By ROBERT ZIMMERMAN This article is adapted from the September/October edition of The Sciences (800-843-6927) and appears with permission.

(FORTUNE Magazine) – Since the 1970s the videotape and electronics industry has been trying to persuade Americans to throw out their movie cameras and buy VHS camcorders to preserve family histories. Videotape is cheap, relatively easy to edit, no problem to set up and watch. Then, consumers have been told, they can share with their descendants priceless documentary footage of births, bar mitzvahs, marriages, and other memories, say, 30 or 40 years down the road. If you're taking that advice, maybe you'd better keep a diary. Few people outside the industry know that the life expectancy of half-inch VHS videotapes is much shorter than originally predicted -- perhaps as short as ten years. | Recent technical reports by the Sony, Ampex, and Agfa corporations and the Institute of Electrical and Electronics Engineers suggest that unless magnetic tapes like VHS are carefully stored and maintained, their lives can be fleeting. The problem, it seems, is bad chemistry. Videotape is made from a base of polyester, which is coated with polyurethane. The coating acts as a binder, trapping magnetic oxide particles -- the carriers of the magnetically encoded information -- within the tape. That binding system is fragile: High temperatures and humidity can play havoc with it, causing the urethane particles in the coating to react with water, break free, and migrate to the surface of the tape. The next time the tape is played, the oxide particles, no longer encumbered by their binder, peel off, taking with them all evidence of baby's first steps, Tad's graduation, or that zany trip to Cancun.

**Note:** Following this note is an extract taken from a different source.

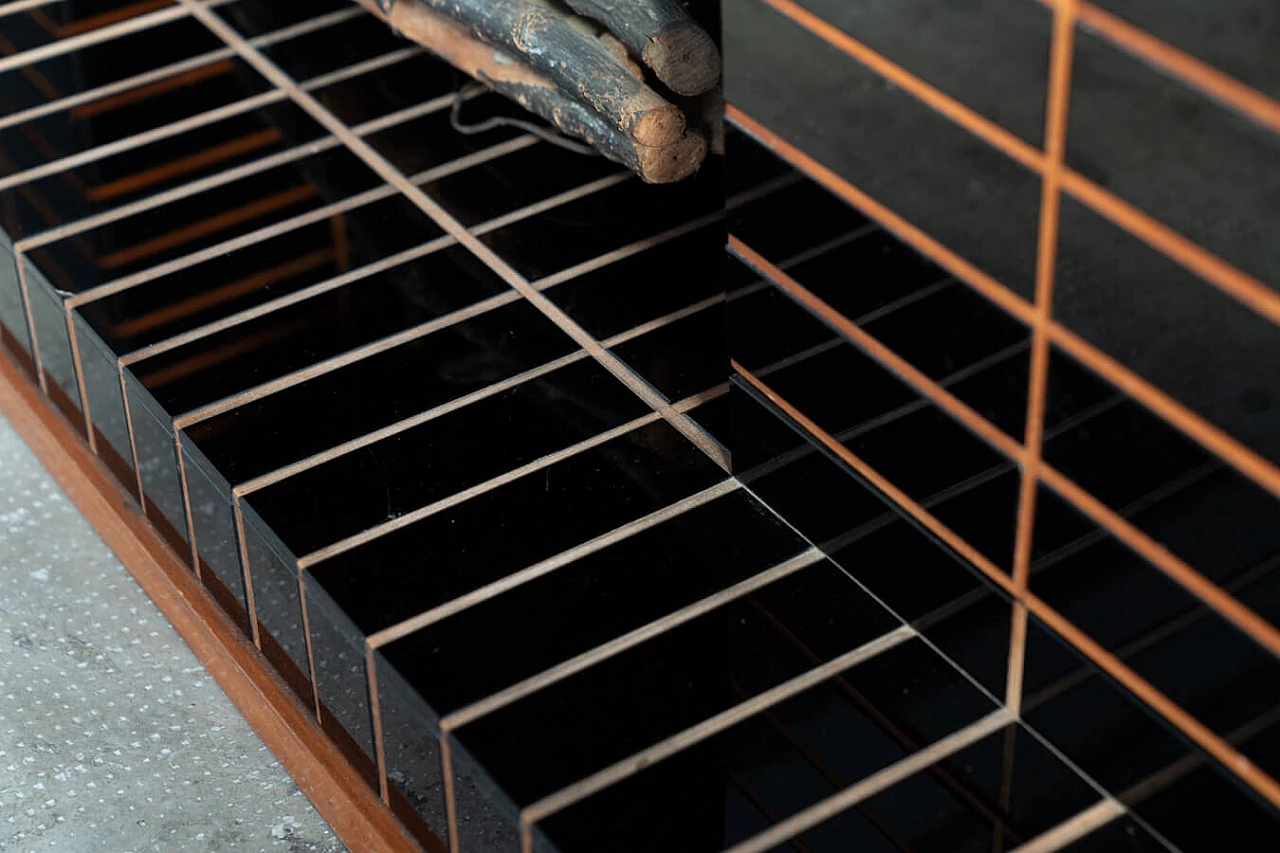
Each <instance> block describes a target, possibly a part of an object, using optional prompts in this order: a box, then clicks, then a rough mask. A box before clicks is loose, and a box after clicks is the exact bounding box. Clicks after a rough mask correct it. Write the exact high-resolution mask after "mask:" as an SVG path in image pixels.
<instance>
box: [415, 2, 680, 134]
mask: <svg viewBox="0 0 1280 853" xmlns="http://www.w3.org/2000/svg"><path fill="white" fill-rule="evenodd" d="M420 1H421V3H422V4H424V5H426V6H428V8H430V9H431V10H433V12H438V13H440V14H443V15H445V17H448V18H452V19H453V20H456V22H458V23H461V24H463V26H465V27H467V29H468V31H470V32H471V35H472V36H475V37H476V38H480V40H481V41H485V42H489V44H490V45H494V46H497V47H502V49H503V50H506V51H507V53H509V54H512V55H513V56H516V58H518V59H520V60H521V61H524V63H526V64H527V65H529V67H530V68H532V69H534V70H535V72H538V73H539V74H541V76H544V77H547V78H548V79H550V81H552V82H553V83H556V86H558V87H559V88H561V90H562V91H563V92H564V93H567V95H568V96H570V97H572V99H575V100H577V101H580V102H582V104H584V105H586V106H589V108H591V109H593V110H594V111H595V113H598V114H600V115H602V117H603V118H604V119H605V120H608V122H609V124H612V126H613V127H616V128H618V129H620V131H621V132H622V133H623V134H625V136H627V137H628V138H631V140H634V141H635V142H637V143H640V145H644V146H646V147H664V146H668V145H673V143H675V142H678V141H680V140H681V137H682V136H684V134H685V127H686V123H685V114H684V113H681V111H680V108H677V106H675V105H673V104H669V102H668V101H667V100H664V99H663V97H662V96H660V95H658V92H655V91H654V90H652V88H650V87H649V86H646V85H645V83H644V81H641V79H637V78H636V77H635V76H634V74H631V73H630V72H628V70H627V68H626V65H623V64H622V63H620V61H618V59H617V58H616V56H614V55H613V54H612V53H609V50H608V49H607V47H605V46H604V45H603V44H600V41H599V40H598V38H596V37H595V36H594V35H593V33H590V32H589V31H588V29H584V28H582V27H579V26H576V24H575V22H573V20H572V19H571V18H570V17H566V15H564V14H563V13H561V12H557V10H556V9H553V8H552V6H549V5H543V4H541V3H530V1H529V0H420ZM401 5H404V0H399V1H398V3H397V4H396V6H394V8H393V9H392V12H393V13H394V12H396V9H397V8H399V6H401Z"/></svg>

But all is not lost: Sony, Ampex, and other manufacturers have put out a list of recommendations -- some verging on the draconian -- for extending the life of videotapes: -- Store the tapes at a temperature between 59 degrees and 77 degrees Farenheit and a relative humidity between 40% and 60%. -- Fast-forward and rewind your tapes at least once every three years. That should keep the polyurethane binder from sticking to adjacent layers of a tightly wound tape. Adhesion will either prevent the tape from running or, if the tape does run, will tear the oxide particles from the base, thereby destroying the tape and gumming up the recording machine. -- Before storing your videotapes, rewind them from end to end in one complete, uninterrupted procedure, preferably with a separate rewind machine that applies a constant tension to the tape. -- Buy only the highest-quality tape. It is coated more evenly and therefore lasts longer. You can spot high-quality tape the way you spot high-grade gasoline: Tapemakers call top-of-the-line offerings ''gold'' or ''premium'' and charge extra for them. There is more. Seal the tapes in plastic bags, to protect them from dust, smoke, and moisture; store them vertically, with the tape wound entirely onto the bottom spool; don't play them right away if they've been out in the heat or the cold; keep them away from strong electromagnetic fields -- such as the ones created by stereo speakers and television sets. It's enough to send a video jock off to the flea markets for an old Super 8.